In my case, inserting a single post resulted in roughly 20–30 database queries.

That doesn’t sound like much - until you add concurrency.

1 worker → ~1,000+ queries per batch
50 workers → tens of thousands of queries hitting the database at the same time

That’s where things started to break down.

What actually went wrong:

The same tables (wp_posts, wp_postmeta, wp_terms) were being hammered from multiple workers
Query latency started increasing under load
Deadlocks began to appear occasionally
Adding more workers stopped making things faster - and eventually made it worse

One thing that was initially counterintuitive:

Batching didn’t reduce the number of queries at all.

Each post still triggered the same 20–30 queries, because that’s how WordPress works.
Batching helped in other ways:

it limited memory usage
it gave me clear retry boundaries
and most importantly - it let me control how much load I was putting on the database

What would have made a difference:

Limiting the number of concurrent workers (this was the biggest lever)
Caching things inside a batch (like taxonomy IDs) to avoid repeated lookups
Being careful with anything that touches shared tables (terms, meta, etc.)
Watching the database metrics instead of guessing (CPU, slow queries, locks)
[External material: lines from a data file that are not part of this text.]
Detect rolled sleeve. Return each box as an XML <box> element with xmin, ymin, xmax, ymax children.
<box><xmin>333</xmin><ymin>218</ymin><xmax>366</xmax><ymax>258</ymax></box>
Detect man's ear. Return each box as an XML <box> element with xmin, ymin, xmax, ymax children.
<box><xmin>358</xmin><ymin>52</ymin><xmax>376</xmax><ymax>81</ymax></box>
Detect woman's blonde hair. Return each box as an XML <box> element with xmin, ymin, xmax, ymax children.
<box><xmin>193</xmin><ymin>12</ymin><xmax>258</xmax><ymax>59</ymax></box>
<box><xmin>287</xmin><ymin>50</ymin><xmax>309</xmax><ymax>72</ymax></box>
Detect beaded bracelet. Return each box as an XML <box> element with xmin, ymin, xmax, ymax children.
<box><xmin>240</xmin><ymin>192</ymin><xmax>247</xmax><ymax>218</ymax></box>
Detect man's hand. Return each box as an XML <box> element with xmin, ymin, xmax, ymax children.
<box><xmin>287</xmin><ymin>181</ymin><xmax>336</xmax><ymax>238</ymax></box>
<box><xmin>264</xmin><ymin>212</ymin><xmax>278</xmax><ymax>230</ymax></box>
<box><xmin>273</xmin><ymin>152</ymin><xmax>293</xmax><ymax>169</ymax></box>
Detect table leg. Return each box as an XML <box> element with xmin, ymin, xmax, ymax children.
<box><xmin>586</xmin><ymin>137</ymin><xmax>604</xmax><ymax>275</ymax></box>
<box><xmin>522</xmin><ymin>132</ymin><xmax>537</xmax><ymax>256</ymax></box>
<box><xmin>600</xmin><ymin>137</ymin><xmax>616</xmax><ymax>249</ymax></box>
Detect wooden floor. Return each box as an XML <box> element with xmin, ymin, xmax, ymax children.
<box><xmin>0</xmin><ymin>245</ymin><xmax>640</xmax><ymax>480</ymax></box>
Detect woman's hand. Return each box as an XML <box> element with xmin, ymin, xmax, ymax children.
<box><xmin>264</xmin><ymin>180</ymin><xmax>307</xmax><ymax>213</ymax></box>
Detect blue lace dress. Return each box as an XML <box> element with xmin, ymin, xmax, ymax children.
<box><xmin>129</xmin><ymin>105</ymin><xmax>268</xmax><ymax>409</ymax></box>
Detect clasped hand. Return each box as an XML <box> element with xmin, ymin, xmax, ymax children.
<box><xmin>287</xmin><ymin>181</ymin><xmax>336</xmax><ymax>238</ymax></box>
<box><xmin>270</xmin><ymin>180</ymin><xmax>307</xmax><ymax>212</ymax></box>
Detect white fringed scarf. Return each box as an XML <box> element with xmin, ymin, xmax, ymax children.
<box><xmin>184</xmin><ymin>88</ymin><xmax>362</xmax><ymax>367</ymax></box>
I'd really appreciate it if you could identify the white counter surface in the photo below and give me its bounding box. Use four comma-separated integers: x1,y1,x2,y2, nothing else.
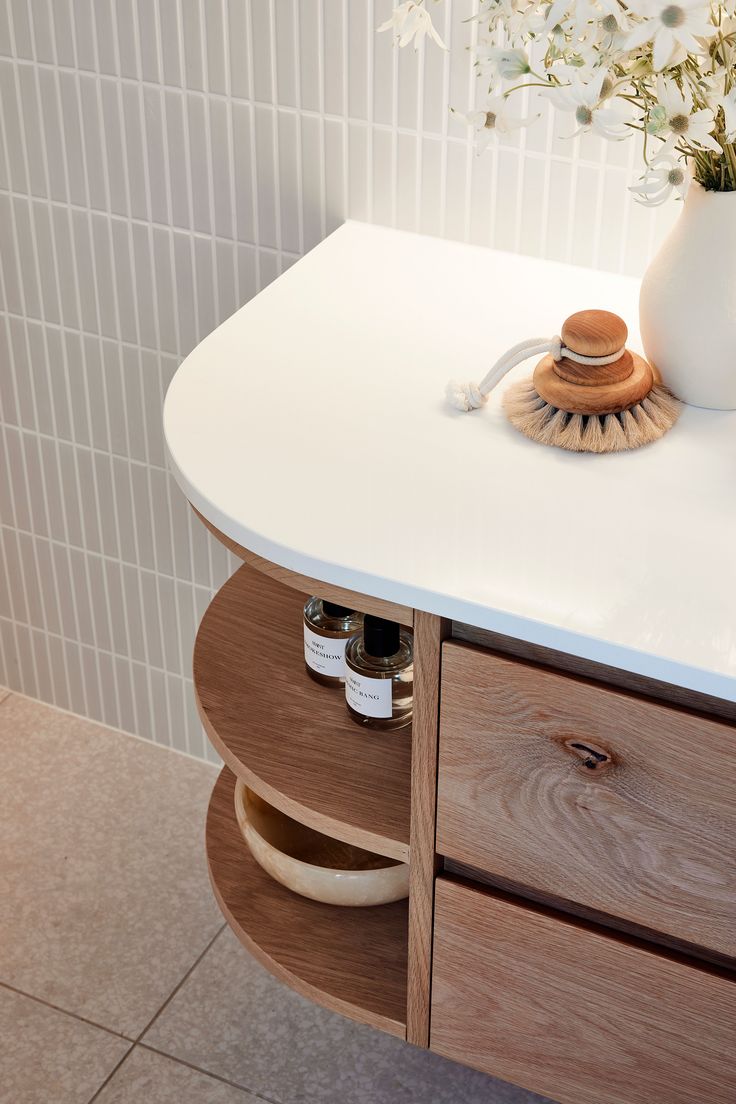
164,222,736,701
The real bottleneck wasn’t the insert itself - it was the number of queries generated per post combined with concurrency.

Once I accepted that, the solution wasn’t “make it faster” - it was “control the pressure on the database”.

At this point, it becomes clear that migrating data at this scale is not just a WordPress problem - it’s a distributed systems problem.

Once you accept that, the architecture decisions become much more obvious.

Our Setup With K8

After deciding on approach, we needed to set up our infrastructure. We set up wordpress running in a kubernetes cluster on powerful machine, we scaled it horizontally to 48 pods.

Source Database

Custom CMS

500k articles

Kubernetes Cluster

Pod 1

Pod 2

Pod 3

Pod N

Wordpress in each pod

Target Database

WordPress MySQL

Receives writes

Source

Processing

Target

The custom migration plugin lived inside WordPress and was responsible for reading from the source database and inserting content through native WordPress APIs. This gave us safety and compatibility with the rest of the WordPress ecosystem.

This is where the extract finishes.